Oh, I’ll make a snake, I thought. What could be easier? You can get a little bit fancy with the head, but the body is just a tube. So why not challenge myself a bit and make a British snake? After all, I don’t usually try and make realistic-looking things. And adders have those nice distinctive zig zags down their backs. How hard can it be?*
Well, pride goes before – you know the rest. Cue me driving myself insane trying to get that snakeskin diamond pattern perfect.
This snake has kept me up at nights and tortured me in the days, but wrestling with the serpent has brought wisdom.** I thought I knew how crochet stitches work and look, but I knew nothing until I tried to do vertical stripes on this adder. I ended up doing accidental tapestry crochet, because I’m carrying all three yarns through all the stitches to stop the snake being pulled into a weird shape where I change colours. I learned to really pay attention to how colour changes work in crochet. And I found that I was super picky about using the stitches to represent scales. I wanted an even texture that lined up down the body, which for me ruled out circular rows with turns, and other ideas (see below).

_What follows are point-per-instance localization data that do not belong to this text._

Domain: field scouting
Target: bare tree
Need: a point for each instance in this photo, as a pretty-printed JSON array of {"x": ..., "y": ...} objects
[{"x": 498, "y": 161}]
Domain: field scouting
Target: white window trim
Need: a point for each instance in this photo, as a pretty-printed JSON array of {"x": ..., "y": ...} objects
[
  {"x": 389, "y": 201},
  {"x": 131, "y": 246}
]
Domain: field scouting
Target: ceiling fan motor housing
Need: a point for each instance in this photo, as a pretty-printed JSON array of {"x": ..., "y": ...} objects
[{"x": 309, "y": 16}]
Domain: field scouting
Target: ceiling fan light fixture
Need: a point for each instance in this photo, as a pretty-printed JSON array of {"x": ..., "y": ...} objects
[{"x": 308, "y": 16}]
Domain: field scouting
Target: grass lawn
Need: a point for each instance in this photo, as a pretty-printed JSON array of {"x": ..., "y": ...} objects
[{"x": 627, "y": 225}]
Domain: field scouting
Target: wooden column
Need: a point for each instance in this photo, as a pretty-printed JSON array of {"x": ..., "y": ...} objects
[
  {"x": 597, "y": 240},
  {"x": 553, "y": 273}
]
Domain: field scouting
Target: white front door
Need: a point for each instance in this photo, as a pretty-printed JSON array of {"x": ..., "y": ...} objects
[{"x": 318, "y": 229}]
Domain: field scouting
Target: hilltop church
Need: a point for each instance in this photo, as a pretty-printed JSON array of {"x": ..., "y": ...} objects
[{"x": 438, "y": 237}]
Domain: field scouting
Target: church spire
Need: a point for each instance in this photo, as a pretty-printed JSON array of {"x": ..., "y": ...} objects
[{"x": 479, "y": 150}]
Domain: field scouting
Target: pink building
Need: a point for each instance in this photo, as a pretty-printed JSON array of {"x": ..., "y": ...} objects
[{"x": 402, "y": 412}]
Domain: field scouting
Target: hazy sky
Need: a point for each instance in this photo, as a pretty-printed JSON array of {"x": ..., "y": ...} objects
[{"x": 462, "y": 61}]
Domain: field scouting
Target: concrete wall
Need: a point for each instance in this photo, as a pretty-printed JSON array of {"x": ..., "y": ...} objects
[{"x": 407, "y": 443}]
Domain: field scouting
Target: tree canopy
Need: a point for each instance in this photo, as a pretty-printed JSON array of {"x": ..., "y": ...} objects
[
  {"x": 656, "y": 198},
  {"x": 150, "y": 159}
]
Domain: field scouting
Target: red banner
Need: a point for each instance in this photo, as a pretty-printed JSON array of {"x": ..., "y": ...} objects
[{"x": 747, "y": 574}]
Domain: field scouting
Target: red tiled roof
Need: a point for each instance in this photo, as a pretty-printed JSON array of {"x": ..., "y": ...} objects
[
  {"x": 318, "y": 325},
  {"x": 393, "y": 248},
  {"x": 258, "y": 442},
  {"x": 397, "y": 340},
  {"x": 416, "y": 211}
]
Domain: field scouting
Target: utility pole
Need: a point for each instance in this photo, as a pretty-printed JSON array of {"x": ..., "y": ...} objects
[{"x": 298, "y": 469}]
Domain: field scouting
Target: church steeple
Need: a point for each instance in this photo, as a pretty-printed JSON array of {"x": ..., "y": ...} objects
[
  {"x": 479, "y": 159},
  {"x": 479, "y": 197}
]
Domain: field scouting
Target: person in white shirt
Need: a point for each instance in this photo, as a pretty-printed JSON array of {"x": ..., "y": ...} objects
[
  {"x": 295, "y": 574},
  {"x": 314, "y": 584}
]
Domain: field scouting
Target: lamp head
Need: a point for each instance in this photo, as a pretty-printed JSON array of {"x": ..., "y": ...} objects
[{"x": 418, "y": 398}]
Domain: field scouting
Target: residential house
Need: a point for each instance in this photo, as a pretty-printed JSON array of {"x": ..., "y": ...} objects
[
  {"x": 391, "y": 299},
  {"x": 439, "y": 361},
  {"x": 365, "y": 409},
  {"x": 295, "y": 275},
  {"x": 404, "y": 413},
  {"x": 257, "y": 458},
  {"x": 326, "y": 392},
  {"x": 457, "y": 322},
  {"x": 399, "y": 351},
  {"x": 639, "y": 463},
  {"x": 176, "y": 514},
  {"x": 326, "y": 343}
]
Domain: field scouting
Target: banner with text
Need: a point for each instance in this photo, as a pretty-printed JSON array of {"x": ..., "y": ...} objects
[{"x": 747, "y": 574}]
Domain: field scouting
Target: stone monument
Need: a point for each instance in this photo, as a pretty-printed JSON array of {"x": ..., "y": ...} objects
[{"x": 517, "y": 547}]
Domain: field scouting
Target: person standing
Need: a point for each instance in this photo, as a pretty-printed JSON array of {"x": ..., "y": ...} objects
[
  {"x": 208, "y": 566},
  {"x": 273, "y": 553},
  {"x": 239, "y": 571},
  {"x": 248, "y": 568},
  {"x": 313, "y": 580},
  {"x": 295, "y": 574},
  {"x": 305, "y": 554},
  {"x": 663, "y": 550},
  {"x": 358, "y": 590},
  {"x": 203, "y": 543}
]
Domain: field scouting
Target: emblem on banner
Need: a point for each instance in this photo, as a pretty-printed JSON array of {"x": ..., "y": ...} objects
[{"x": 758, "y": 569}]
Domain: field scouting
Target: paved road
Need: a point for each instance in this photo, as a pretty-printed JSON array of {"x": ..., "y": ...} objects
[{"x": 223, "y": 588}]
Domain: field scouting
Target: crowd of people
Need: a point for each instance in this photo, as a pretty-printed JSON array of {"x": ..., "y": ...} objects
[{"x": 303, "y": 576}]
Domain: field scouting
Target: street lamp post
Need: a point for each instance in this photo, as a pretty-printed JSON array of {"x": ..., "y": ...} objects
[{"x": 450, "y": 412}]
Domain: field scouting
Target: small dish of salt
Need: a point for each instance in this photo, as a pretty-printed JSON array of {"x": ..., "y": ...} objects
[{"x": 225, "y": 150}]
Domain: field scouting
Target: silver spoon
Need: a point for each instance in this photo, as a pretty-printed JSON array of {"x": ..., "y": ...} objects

There were a couple of other side experiments to try things out, and I’m pretty convinced there was at least one other failed attempt I’ve forgotten about. At one point I was going to put it aside, make a pretty snake as fast as I could for the Alzheimer’s Research project, and then come back to the adder. (The Hellbeast also decided to give me a “helpful” break by running off with my yarn and tangling it up hopelessly so I had to spend a couple of days making it usable again.) But now I’m going to stick with the current one until he’s done or I’m a gibbering wreck. Possibly both.
* The answer is usually really, really hard. But then we learn a lot along the way. I’m convinced a certain amount of optimistic ignorance is necessary to get started on some projects.
** Besides never asking, “How hard can it be?”